Chris lives and works in Copeland with his wife and family.
Monday, November 02, 2020
Earlier today the Prime Minister addressed Parliament, setting out the new restrictions which will come into force in England from Thursday. His speech was given in full in the previous post. Subject to endorsement by parliament, from Thursday as people will be asked to stay at home, to protect the NHS and save lives.
Models run by government scientific advisers suggest that unless both the government and all of us take action now, we could see deaths over the winter that are twice as bad or worse than the number of people who died in the first wave earlier this year. Faced with these latest figures, there is no alternative but to take further action at a national level.
The government had hoped it would be possible to manage the situation with a regional system of alert levels, and allow as many people to live as normal a life as possible. I believe it they were justified in trying to make this work, because a national lockdown is not cost-free - not only in terms of jobs, businesses, and livelihoods, but also the impact on mental health and loneliness. It was right to try every possible option to get this virus under control at a local level, with strong local action and strong local leadership. But sadly, although the local restrictions did have some effect in reducing the rate at which infections were spreading and the "R" number, they did not reduce it enough: it was still higher than one.

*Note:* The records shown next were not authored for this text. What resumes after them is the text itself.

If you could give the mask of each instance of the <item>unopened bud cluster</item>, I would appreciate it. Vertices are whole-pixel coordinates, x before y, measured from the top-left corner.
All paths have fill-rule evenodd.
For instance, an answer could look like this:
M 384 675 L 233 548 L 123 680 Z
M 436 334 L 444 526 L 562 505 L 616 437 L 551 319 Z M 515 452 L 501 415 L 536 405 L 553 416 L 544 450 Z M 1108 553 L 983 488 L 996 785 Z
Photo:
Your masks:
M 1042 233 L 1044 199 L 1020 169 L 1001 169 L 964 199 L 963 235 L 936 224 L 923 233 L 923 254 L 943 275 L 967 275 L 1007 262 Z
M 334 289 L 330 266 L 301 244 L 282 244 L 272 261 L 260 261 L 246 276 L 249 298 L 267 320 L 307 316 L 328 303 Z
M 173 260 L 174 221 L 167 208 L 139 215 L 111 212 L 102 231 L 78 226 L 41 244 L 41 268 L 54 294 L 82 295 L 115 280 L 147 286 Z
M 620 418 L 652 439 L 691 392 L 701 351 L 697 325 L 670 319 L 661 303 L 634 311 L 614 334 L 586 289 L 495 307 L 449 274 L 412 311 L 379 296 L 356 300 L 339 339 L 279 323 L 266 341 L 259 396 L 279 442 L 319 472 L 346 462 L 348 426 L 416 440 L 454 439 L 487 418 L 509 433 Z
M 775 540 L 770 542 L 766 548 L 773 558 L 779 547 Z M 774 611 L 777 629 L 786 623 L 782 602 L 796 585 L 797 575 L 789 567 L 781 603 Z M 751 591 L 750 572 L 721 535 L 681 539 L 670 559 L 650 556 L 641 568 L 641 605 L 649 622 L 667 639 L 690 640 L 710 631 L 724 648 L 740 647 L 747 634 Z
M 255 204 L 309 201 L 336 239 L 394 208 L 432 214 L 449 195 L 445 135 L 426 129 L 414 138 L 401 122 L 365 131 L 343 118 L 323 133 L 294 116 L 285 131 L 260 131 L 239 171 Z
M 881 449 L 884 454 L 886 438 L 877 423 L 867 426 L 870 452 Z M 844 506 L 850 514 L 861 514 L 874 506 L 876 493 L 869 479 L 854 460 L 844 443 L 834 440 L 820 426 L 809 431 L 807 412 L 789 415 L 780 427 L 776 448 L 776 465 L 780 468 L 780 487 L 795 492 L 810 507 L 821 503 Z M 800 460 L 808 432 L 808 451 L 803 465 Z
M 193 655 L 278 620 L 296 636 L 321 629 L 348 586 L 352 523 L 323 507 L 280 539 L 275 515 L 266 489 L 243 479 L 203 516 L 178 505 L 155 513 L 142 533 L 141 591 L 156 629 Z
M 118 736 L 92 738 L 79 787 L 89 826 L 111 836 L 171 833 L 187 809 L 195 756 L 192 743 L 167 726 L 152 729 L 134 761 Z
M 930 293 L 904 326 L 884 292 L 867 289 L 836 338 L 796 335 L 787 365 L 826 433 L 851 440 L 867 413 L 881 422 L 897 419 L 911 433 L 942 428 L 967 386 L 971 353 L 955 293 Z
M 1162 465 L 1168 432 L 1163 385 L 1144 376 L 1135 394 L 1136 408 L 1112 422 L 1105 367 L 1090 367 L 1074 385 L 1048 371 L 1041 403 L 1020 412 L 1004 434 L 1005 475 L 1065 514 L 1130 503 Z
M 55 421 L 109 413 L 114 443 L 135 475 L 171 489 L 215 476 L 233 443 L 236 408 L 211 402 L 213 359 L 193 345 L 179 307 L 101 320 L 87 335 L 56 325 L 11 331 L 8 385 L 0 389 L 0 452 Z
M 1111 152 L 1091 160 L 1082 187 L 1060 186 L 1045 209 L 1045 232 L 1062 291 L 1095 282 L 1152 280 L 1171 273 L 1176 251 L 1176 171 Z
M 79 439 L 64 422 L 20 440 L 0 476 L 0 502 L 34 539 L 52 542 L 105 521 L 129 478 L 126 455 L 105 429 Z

From Thursday, we must all stay at home. We may only leave home for specific reasons, including: for education; for work if we cannot work from home; for exercise; for medical reasons, appointments and to escape injury or harm; to shop for food and essentials; and to provide care for vulnerable people, or as a volunteer.
Subject to the vote on Wednesday, from Thursday 5 November until the start of December, new national restrictions will be enshrined in law and expire after four weeks. Any further national restrictions will need to be voted on after the end of this four week period. The experts say that this four-week period will bring R below 1, and the government will work with MPs on next steps after that.
At the end of four weeks, on Wednesday 2nd December, the government hopes to be able to seek to ease restrictions, going back into the tiered system on a local and regional basis according to the latest data and trends.
The government's priority, remains keeping people in education – so childcare, early years settings, schools, colleges and universities will all remain open. We must all take action now to protect the NHS and to reduce transmission and save lives.